富﨑:いちばん苦労し、こだわったのは「どの作品を上映するか」ですね。トータル108作品になったのですが、当然もっと多くの候補があり、プロジェクトメンバーそれぞれの思い入れがある作品も違うので……。それから“上映ができるもの/できないもの”がありまして、まず権利関係が東映にない作品。現在の丸の内TOEIはデジタル上映にしか対応していないのでデジタル化されていない過去のフィルム作品もかけられません。

ラインナップで意識したのは“なるべく偏らない”ということ。東映の代表作といえば、50年代の時代劇、60年代の任侠映画、70年代の実録路線、80年代に入ると女性文芸路線や角川映画さんと提携したアイドル映画……東映イコールその手の作品になりがちですが、75年の歴史がある会社ですし、ここ10年、20年の近作も入れようと意識しました。

もちろん『仁義なき戦い』(73年)のようなエポック作も入れますが、たとえばアニメ業界を舞台にした『ハケンアニメ!』(22年)、カンボジアに学校を建てる実話をもとにした『僕たちは世界を変えることができない。』(11年)など……公開当時は大ヒットしたわけではない、でも見ていただきたい作品も編成しています。

スクリーン側からの光を受けて、きらめく座席

──たしかに幅広いラインナップになっています。

富﨑:自分のいちばん好きな東映作品も入れてまして、横山秀夫さん原作の『クライマーズ・ハイ』(08年)です。日航ジャンボの御巣鷹山墜落事故と地元・群馬の地方新聞社を扱った社会派作品で、大学生のときに見て「映画のパワーってすごいな」と感じたんです。『クライマーズ・ハイ』はギャガさんとの共同配給で、現在はギャガさんが配給権をお持ちだったんですが「これは外せない」ということで上映のご相談をさせていただきました。
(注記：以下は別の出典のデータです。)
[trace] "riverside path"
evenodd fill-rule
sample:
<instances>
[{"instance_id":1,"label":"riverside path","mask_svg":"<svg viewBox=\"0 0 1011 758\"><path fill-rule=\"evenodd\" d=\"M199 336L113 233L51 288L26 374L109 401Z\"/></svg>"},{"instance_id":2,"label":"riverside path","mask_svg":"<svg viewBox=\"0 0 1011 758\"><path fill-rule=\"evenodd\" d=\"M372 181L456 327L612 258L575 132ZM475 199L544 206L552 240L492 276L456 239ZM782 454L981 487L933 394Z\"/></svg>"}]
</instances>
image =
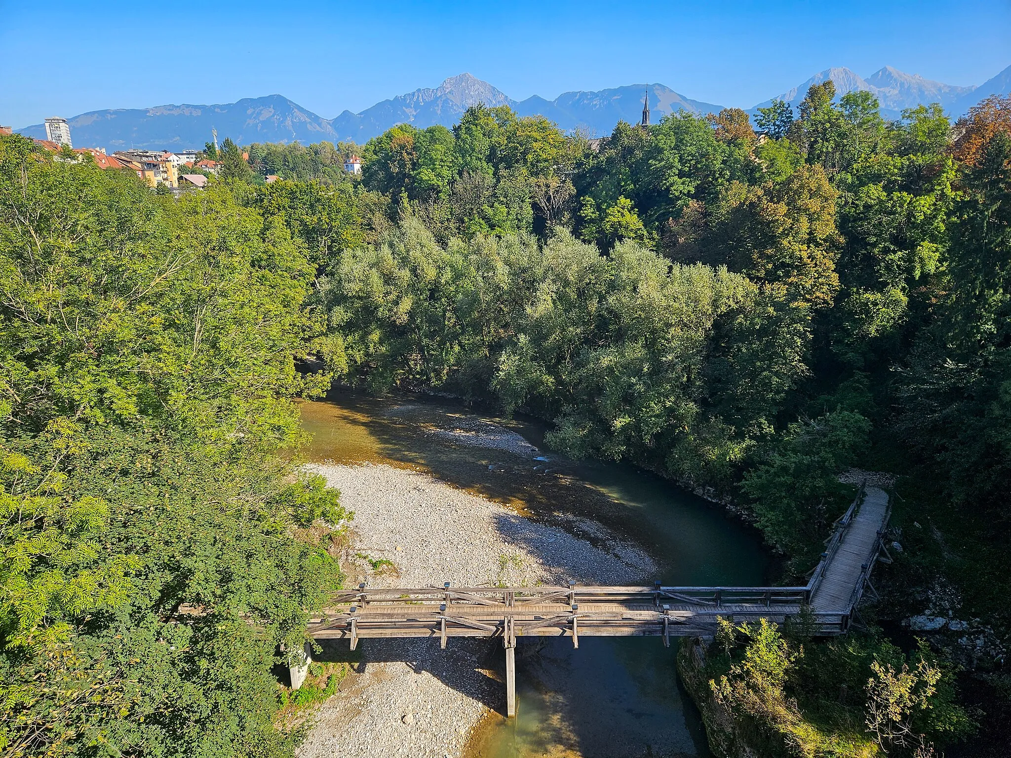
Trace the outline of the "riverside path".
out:
<instances>
[{"instance_id":1,"label":"riverside path","mask_svg":"<svg viewBox=\"0 0 1011 758\"><path fill-rule=\"evenodd\" d=\"M507 715L516 714L517 638L709 637L719 618L735 623L766 619L783 624L810 611L814 634L849 631L853 614L880 559L891 514L888 494L860 485L852 504L835 523L821 561L804 586L793 587L538 587L367 588L338 592L333 605L309 620L316 640L346 639L354 650L364 638L429 637L443 647L450 637L500 637L505 650ZM884 552L884 556L882 553ZM291 657L291 683L300 686L310 647Z\"/></svg>"}]
</instances>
2階に展示された「さよなら 丸の内TOEI」のクラウドファンディング返礼品

富﨑:それからCAMPFIREさんからのご提案で「さよなら 丸の内TOEI」のクラウドファンディングを行いまして、劇場の座席やスクリーンなどをクラファンの返礼品としてグッズに生まれ変わらせることにしたんです。ご支援いただいた方のコメントを読むと、「幼いころ両親と来ました」というような思い出がたくさんありまして、普段なかなかお客さまの声を聞くことがないので貴重な体験でした。